12.4. Entire Agreement and Order of Precedence. This Agreement is the entire agreement between the Parties regarding Customer’s use of Services and Content and supersedes all prior and contemporaneous agreements, proposals or representations, written or oral, concerning its subject matter. The parties agree that any term or condition stated in a Customer purchase order or in any other Customer order documentation (excluding Order Forms) is void. In the event of any conflict or inconsistency among the following documents, the order of precedence shall be: (1) the applicable Order Form, (2) this Agreement, and (3) the Documentation. Titles and headings of sections of this Agreement are for convenience only and shall not affect the construction of any provision of this Agreement.
12.5. Relationship of the Parties. The parties are independent contractors. This Agreement does not create a partnership, franchise, joint venture, agency, fiduciary or employment relationship between the parties. Each party will be solely responsible for payment of all compensation owed to its employees, as well as all employment-related taxes.
12.6. Third-Party Beneficiaries. There are no third-party beneficiaries under this Agreement.
12.7. Waiver. No failure or delay by either party in exercising any right under this Agreement will constitute a waiver of that right.
12.8. Severability. If any provision of this Agreement is held by a court of competent jurisdiction to be contrary to law, the provision will be deemed null and void, and the remaining provisions of this Agreement will remain in effect.
12.9. Assignment. Neither party may assign any of its rights or obligations hereunder, whether by operation of law or otherwise, without the other party’s prior written consent (not to be unreasonably withheld); provided, however, either party may assign this Agreement in its entirety (including all Order Forms), without the other party’s consent to its Affiliate or in connection with a merger, acquisition, corporate reorganization, or sale of all or substantially all of its assets.

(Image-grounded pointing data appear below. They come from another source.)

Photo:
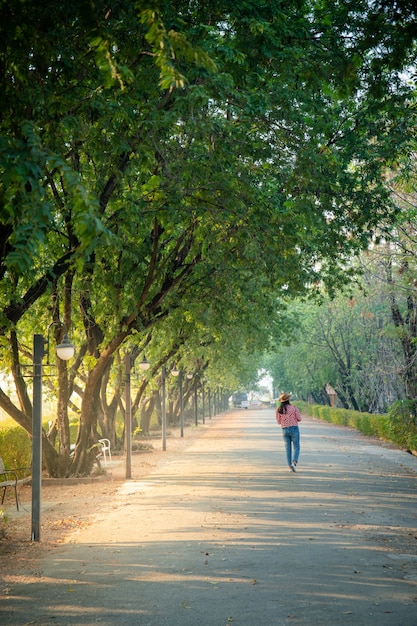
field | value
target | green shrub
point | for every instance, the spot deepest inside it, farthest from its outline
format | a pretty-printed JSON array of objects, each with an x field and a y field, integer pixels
[
  {"x": 403, "y": 423},
  {"x": 399, "y": 426}
]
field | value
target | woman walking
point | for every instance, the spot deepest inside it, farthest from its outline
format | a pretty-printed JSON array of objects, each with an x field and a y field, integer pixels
[{"x": 288, "y": 417}]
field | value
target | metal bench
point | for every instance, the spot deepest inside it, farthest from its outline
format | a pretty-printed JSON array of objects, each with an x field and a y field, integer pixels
[{"x": 8, "y": 478}]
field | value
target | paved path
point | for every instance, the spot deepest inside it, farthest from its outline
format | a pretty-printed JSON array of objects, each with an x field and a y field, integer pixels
[{"x": 225, "y": 535}]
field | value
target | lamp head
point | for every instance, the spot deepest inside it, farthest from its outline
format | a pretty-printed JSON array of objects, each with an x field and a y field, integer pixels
[
  {"x": 66, "y": 349},
  {"x": 144, "y": 364}
]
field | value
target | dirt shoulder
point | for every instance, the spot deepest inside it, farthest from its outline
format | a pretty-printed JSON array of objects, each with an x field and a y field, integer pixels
[{"x": 66, "y": 507}]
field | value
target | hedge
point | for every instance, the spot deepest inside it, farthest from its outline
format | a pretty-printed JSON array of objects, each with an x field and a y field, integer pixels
[{"x": 399, "y": 426}]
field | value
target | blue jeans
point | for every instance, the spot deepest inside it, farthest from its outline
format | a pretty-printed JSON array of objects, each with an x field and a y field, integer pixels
[{"x": 291, "y": 436}]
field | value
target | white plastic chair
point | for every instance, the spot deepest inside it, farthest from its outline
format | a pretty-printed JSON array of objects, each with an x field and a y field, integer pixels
[{"x": 105, "y": 449}]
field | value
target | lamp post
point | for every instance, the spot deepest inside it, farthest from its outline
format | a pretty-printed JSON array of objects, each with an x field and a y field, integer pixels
[
  {"x": 164, "y": 412},
  {"x": 64, "y": 351},
  {"x": 144, "y": 365}
]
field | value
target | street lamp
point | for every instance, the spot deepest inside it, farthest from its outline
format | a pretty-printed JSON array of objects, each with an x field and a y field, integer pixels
[
  {"x": 176, "y": 372},
  {"x": 144, "y": 365},
  {"x": 64, "y": 351}
]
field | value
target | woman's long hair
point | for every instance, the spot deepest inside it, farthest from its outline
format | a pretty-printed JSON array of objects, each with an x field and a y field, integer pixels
[{"x": 283, "y": 407}]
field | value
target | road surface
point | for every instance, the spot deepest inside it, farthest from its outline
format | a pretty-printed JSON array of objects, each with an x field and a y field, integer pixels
[{"x": 224, "y": 534}]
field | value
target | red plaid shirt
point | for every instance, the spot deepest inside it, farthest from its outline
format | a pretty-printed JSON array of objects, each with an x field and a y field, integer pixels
[{"x": 290, "y": 418}]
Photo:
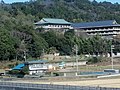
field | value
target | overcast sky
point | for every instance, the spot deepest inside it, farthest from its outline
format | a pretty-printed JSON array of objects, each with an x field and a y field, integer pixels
[{"x": 11, "y": 1}]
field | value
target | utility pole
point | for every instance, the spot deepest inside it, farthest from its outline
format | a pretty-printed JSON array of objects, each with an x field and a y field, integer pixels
[
  {"x": 25, "y": 55},
  {"x": 112, "y": 47},
  {"x": 76, "y": 50}
]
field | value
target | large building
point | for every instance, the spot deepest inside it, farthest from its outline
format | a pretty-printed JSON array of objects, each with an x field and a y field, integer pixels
[
  {"x": 50, "y": 23},
  {"x": 108, "y": 28}
]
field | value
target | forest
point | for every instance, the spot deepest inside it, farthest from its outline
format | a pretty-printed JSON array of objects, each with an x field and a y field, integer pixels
[{"x": 18, "y": 36}]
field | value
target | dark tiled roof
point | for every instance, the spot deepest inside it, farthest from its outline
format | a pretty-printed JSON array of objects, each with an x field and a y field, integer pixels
[{"x": 95, "y": 24}]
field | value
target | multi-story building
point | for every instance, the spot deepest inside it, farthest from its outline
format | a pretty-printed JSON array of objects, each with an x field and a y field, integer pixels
[
  {"x": 54, "y": 24},
  {"x": 108, "y": 28}
]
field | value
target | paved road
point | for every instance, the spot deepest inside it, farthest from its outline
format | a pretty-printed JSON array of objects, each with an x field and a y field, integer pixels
[{"x": 28, "y": 86}]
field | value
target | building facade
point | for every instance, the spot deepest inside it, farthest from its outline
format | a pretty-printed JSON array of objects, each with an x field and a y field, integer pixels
[
  {"x": 53, "y": 24},
  {"x": 108, "y": 28}
]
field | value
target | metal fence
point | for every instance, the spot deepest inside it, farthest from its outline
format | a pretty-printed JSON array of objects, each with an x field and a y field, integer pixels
[{"x": 28, "y": 86}]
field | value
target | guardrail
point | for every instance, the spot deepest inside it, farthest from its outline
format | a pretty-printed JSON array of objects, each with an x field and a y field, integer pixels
[{"x": 28, "y": 86}]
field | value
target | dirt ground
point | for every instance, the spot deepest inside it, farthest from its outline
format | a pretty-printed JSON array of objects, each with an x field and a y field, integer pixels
[{"x": 113, "y": 83}]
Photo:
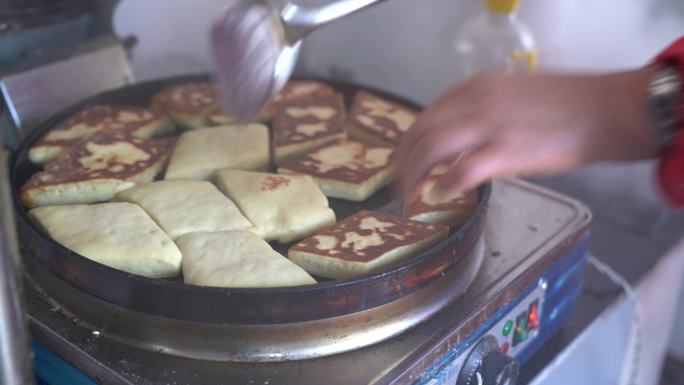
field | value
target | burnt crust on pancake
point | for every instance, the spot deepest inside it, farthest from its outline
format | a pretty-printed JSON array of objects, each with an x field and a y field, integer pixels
[
  {"x": 306, "y": 120},
  {"x": 295, "y": 90},
  {"x": 304, "y": 125},
  {"x": 326, "y": 162},
  {"x": 452, "y": 210},
  {"x": 192, "y": 100},
  {"x": 379, "y": 121},
  {"x": 366, "y": 236},
  {"x": 80, "y": 163},
  {"x": 136, "y": 121}
]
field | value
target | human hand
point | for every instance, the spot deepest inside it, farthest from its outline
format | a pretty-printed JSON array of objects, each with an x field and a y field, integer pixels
[{"x": 504, "y": 125}]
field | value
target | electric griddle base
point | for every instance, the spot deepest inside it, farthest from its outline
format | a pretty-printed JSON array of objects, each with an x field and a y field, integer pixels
[{"x": 535, "y": 244}]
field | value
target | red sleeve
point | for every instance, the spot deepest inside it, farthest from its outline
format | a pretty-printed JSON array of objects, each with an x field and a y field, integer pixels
[{"x": 671, "y": 168}]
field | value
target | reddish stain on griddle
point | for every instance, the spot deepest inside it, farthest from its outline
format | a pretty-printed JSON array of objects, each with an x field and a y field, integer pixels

Notwithstanding the foregoing, if a party is acquired by, sells substantially all of its assets to, or undergoes a change of control in favor of, a direct competitor of the other party, then such other party may terminate this Agreement upon written notice. In the event of such a termination, the Company will refund Customer any prepaid fees covering the remainder of the term of all subscriptions for the period after the effective date of such termination. Subject to the foregoing, this Agreement will bind and inure to the benefit of the parties, their respective successors and permitted assigns.
12.10. Contracting Entity, Notices, Governing Law, and Venue. The Company entity entering into this Agreement, the address to which Customer should direct notices under this Agreement, the law that will apply in any dispute or lawsuit arising out of or in connection with this Agreement, and the courts that have jurisdiction over any such dispute or lawsuit is the following:
1729 McNelis Drive
Southampton, PA 18966
United States of America
12.11. Manner of Giving Notice. Except as otherwise specified in this Agreement, all notices related to this Agreement will be in writing and will be effective upon (a) personal delivery, (b) the second business day after mailing, or (c), except for notices of termination or an indemnifiable claim (“Legal Notices”), which shall clearly be identifiable as Legal Notices, the day of sending by email. Billing-related notices to Customer will be addressed to the relevant billing contact designated by Customer. All other notices to Customer will be addressed to the relevant Services system administrator designated by Customer.
12.12. Agreement to Governing Law and Jurisdiction. Each party agrees to the applicable governing law above without regard to choice or conflicts of law rules, and to the exclusive jurisdiction of the applicable courts above.